Fayol was a classical management theorist, widely regarded as the father of modern operational management theory(Figure 1). His ideas are a fundamental part of modern management concepts. Fayol is often compared to Frederick Winslow Taylor who developed Scientific Management. Fayol refers to Taylor in his writings. However, he differed from Taylor in his focus and developed his ideas independently. Taylor was concerned with task time, and improving worker efficiency but Fayol was concerned with management and is generally agreed to consider more human and behavioral factors in his management theories than Taylor. In addition, Fayol argued for equity in the treatment of workers. Another major difference between Taylor and Fayol's theories is that Taylor viewed management improvements as happening from the bottom up, or starting with the most elemental units of activity and making individual workers more efficient. In contrast, Fayol emphasized a more top-down perspective focused on educating management on improving processes first and then moving to workers. Fayol believed that by focusing on managerial practices organizations could minimize misunderstandings and increase efficiency. His writings guided managers on how to accomplish their managerial duties, and the practices in which they should engage. In his book "General and Industrial Management" Fayol outlined his theory of general management, which he believed could be applied to the administration of myriad industries. As a result of his concern for workers, Fayol was considered on of the early fathers of the Human Relations movement.

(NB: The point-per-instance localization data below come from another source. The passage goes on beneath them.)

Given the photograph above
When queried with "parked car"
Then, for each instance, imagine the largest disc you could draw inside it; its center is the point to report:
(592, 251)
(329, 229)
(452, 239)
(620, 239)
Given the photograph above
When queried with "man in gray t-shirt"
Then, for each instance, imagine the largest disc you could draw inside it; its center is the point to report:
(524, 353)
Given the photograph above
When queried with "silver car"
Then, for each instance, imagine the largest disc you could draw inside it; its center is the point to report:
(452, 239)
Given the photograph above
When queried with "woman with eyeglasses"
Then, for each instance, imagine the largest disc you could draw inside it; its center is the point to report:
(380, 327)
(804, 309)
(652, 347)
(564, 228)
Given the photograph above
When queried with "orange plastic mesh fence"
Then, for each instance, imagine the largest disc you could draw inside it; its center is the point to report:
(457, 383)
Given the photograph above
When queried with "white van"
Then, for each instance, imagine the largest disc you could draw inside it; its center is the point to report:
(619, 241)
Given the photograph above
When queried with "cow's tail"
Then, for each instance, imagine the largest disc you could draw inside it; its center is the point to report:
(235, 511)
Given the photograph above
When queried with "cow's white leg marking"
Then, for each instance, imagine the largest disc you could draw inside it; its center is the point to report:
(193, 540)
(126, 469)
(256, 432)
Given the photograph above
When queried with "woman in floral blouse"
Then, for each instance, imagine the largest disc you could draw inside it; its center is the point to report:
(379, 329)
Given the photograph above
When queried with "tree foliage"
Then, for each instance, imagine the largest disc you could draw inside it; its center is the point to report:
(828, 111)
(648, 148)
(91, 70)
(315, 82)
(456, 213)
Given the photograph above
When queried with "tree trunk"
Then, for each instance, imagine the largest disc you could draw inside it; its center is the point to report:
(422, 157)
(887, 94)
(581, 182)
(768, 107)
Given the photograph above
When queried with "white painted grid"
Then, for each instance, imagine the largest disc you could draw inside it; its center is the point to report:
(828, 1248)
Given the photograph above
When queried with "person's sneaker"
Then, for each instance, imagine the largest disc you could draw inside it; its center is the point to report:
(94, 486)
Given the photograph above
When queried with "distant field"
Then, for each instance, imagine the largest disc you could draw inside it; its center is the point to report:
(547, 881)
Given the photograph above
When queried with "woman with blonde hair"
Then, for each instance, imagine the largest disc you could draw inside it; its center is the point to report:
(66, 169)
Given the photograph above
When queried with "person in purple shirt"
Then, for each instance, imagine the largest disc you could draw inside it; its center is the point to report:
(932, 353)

Fayol's 14 Principles of Management
Fayol developed 14 principles of management in order to help managers manage their affairs more effectively. Today, these principles are still use but are often interpreted differently. These fourteen principles include:
- Division of work
- Delegation of Authority
- Chain of commands
- Congenial workplace
- Interrelation between individual interests and common organizational goals
- Compensation package
- Scalar chains
- Job Guarantee
Additionally, Fayol stressed the importance and the practice of forecasting and planning in order to apply these ideas and techniques. In General and Industrial Management, he outlines an agenda whereby, under an accepted theory of management, every citizen is exposed to some form of management education and allowed to exercise management abilities first at school and later on in the workplace. Fayolism's concern with the humanity of employees and his focus on training management instead of focusing on individual worker efficiency draws the line between Fayol and Taylor.